Compute system tables reference

This article provides you with a reference guide for the compute system tables. You can use these tables to monitor the activity and metrics of classic all-purpose compute, jobs compute, and Lakeflow Spark Declarative Pipelines compute in your account. These classic compute tables include:

clusters: Records compute configurations in your account.
node_types: Includes a single record for each of the currently available node types, including hardware information.
node_timeline: Includes minute-by-minute records of your compute's utilization metrics.
instance_events: Captures state transitions of classic compute instances.
instance_pools: Records instance pool configurations in your account.

Cluster table schema

The cluster table is a slow-changing dimension table that contains the full history of compute configurations over time for all-purpose compute, jobs compute, Lakeflow Spark Declarative Pipelines compute, and pipeline maintenance compute.

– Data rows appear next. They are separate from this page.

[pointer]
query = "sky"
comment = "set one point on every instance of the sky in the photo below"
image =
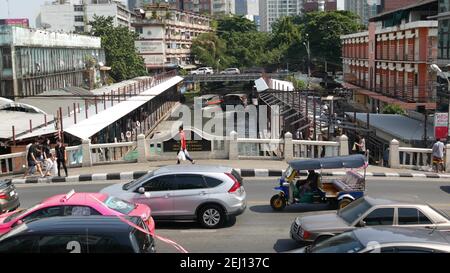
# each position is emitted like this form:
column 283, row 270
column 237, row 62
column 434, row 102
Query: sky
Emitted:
column 30, row 8
column 22, row 9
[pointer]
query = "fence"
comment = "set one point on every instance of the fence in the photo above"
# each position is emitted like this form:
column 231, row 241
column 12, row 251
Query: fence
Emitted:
column 407, row 157
column 233, row 148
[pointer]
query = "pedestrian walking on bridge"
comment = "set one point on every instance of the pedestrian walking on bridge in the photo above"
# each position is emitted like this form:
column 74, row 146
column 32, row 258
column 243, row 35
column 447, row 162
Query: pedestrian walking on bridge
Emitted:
column 183, row 154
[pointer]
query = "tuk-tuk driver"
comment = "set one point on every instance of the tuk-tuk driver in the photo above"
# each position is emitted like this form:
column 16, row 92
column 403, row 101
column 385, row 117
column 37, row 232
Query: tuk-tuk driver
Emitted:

Table path: This system table is located at system.compute.clusters

Column name	Data type	Description	Example
`account_id`	string	ID of the account where this cluster was created.	`23e22ba4-87b9-` `4cc2-9770-d10b894b7118`
`workspace_id`	string	ID of the workspace where this cluster was created.	`1234567890123456`
`cluster_id`	string	ID of the cluster for which this record is associated.	`0000-123456-crmpt124`
`cluster_name`	string	User defined name for the cluster.	`My cluster`
`owned_by`	string	Username of the cluster owner. Defaults to the cluster creator, but can be changed through the Clusters API.	`sample_user@email.com`
`create_time`	timestamp	Timestamp of the change to this compute definition.	`2023-01-09 11:00:00.000`
`delete_time`	timestamp	Timestamp of when the cluster was deleted. The value is `null` if the cluster is not deleted.	`2023-01-09 11:00:00.000`
`driver_node_type`	string	Driver node type name. This matches the instance type name from the cloud provider.	`Standard_D16s_v3`
`worker_node_type`	string	Worker node type name. This matches the instance type name from the cloud provider.	`Standard_D16s_v3`
`worker_count`	bigint	Number of workers. Defined for fixed-size clusters only.	`4`
`min_autoscale_workers`	bigint	The set minimum number of workers. This field is valid only for autoscaling clusters.	`1`
`max_autoscale_workers`	bigint	The set maximum number of workers. This field is valid only for autoscaling clusters.	`1`
`auto_termination_minutes`	bigint	The configured autotermination duration.	`120`
`enable_elastic_disk`	boolean	Autoscaling disk enablement status.	`true`
`tags`	map	User-defined tags for the cluster (does not include default tags).	`{"ResourceClass":"SingleNode"}`
`cluster_source`	string	Source of the cluster. The `UI` or `API` values only apply to all-purpose compute. All job compute is logged as `JOB`. Pipelines are `PIPELINE` or `PIPELINE_MAINTENANCE`.	`UI`
`init_scripts`	array	Set of paths for init scripts.	`"/Users/example@email.com` `/files/scripts/install-python-pacakges.sh"`
`aws_attributes`	struct	AWS specific settings.	`null`
`azure_attributes`	struct	Azure specific settings.	`{` `"first_on_demand": "0",` `"availability": "ON_DEMAND_AZURE",` `"spot_bid_max_price": "—1"` `}`
`gcp_attributes`	struct	GCP specific settings. This field will be empty.	`null`
`driver_instance_pool_id`	string	Instance pool ID if the driver is configured on top of an instance pool.	`1107-555555-crhod16-pool-DIdnjazB`
`worker_instance_pool_id`	string	Instance Pool ID if the worker is configured on top of an instance pool.	`1107-555555-crhod16-pool-DIdnjazB`
`dbr_version`	string	The Databricks Runtime of the cluster.	`14.x-snapshot-scala2.12`
`change_time`	timestamp	Timestamp of change to the compute definition.	`2023-01-09 11:00:00.000`
`change_date`	date	Change date. Used for retention.	`2023-01-09`
`data_security_mode`	string	The access mode of the compute resource. See Access mode reference.	`USER_ISOLATION`
`policy_id`	string	ID of the cluster's compute policy, if applicable.	`1234F35636110A5B`

Access mode reference

The following table translates the possible values contained in the data_security_mode column. The column can also be null for certain pipelines and system-created clusters.

Value	Access mode
`USER_ISOLATION`	Standard
`SINGLE_USER`	Dedicated

The legacy access modes are recorded with the following values:

Value	Access mode
`LEGACY_PASSTHROUGH`	Credential passthrough (shared)
`LEGACY_SINGLE_USER`	Credential passthrough (single user)
`LEGACY_TABLE_ACL`	Custom
`NONE`	No isolation shared

Node types table schema

The node type table captures the currently available node types with their basic hardware information.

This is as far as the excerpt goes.